ITSS home : infotech.NEWS : February 2007

infotech.NEWS

Technology news for UMD faculty, staff and students

February 2007

ITSS by the Numbers

From July through December 2006, the ITSS Phone/Network Team

  • responded to 104 repair calls
  • completed 371 work requests
  • installed 47 new wireless access points, for a total of 257 in 32 buildings
  • supported 177 surveillance cameras
  • supported 10 remote sites

Ten Years Ago in ITSS - February 1997

Student computing labs upgrading to Win95

By Fall, 1997, the necessary hardware will be in place and Information Services will be upgrading all IBM-compatible microcomputer labs to Windows 95. Because software packages that are currently available in the labs may work differently within this new operating system, IS will be providing an opportunity this Spring quarter for faculty members to test their specialized academic software in the Windows 95 environment.

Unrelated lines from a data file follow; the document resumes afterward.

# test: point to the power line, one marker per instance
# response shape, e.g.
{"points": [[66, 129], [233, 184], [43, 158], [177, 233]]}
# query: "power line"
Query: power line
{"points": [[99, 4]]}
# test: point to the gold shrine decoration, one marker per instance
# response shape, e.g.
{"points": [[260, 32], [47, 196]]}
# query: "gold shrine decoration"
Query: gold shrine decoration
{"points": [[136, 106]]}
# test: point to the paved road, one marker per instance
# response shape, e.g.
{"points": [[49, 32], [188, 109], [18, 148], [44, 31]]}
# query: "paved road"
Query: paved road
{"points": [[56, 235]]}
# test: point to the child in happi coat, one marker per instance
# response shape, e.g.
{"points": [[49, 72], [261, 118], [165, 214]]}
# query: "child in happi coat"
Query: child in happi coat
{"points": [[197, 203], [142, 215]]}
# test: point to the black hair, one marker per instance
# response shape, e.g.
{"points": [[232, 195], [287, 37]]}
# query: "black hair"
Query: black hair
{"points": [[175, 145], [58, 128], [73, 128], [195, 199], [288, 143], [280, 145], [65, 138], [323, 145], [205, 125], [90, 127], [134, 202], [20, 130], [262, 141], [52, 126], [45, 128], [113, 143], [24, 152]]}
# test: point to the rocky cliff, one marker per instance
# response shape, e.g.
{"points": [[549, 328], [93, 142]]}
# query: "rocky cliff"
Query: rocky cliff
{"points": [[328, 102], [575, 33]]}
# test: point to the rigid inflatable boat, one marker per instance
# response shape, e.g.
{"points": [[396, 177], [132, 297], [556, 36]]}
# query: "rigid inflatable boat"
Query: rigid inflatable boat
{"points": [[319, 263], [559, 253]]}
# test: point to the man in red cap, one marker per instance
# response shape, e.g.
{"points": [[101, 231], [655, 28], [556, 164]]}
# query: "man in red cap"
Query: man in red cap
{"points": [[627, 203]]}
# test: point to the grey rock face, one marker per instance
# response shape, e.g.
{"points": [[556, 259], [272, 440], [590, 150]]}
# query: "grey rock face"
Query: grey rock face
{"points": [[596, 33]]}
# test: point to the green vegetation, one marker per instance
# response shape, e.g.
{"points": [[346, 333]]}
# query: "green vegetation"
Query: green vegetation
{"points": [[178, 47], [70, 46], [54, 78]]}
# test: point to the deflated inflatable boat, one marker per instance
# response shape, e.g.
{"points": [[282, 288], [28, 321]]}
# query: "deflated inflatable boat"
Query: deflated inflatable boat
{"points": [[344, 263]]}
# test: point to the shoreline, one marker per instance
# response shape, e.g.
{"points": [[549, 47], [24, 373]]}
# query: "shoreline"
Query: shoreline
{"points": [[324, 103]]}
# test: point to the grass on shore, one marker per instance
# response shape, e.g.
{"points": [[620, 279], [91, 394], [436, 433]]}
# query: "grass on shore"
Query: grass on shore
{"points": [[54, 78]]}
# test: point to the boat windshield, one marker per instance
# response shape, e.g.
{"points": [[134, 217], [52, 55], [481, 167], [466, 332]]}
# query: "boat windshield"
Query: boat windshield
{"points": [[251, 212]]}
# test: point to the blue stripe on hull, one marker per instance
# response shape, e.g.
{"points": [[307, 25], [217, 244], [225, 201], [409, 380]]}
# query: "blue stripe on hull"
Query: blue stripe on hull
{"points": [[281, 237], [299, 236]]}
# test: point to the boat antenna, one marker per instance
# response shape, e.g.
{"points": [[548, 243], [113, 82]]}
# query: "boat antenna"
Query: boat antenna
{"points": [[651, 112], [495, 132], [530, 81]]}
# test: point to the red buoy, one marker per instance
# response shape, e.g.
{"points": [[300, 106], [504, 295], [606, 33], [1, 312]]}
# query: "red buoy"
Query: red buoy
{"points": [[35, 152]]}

Several Pentium computers in the MWAH 177 computer lab will be upgraded to Windows 95 during early April. These computers will also have the full contingent of software that is currently available in PC teaching labs. We encourage all faculty who teach computer-related courses in the PC labs or whose students use the DOS and Windows software in these labs to test any applications they will be using next year.

Email and Webmail updates

Thanks to all UMD email users for configuring your email programs to use secure settings. It took a lot of work on our part and a bit of work for all our email users, but your email password and other confidential information can no longer be "snooped" by other users on your network. The secure settings also will work where ever you are on the planet, without having to change anything.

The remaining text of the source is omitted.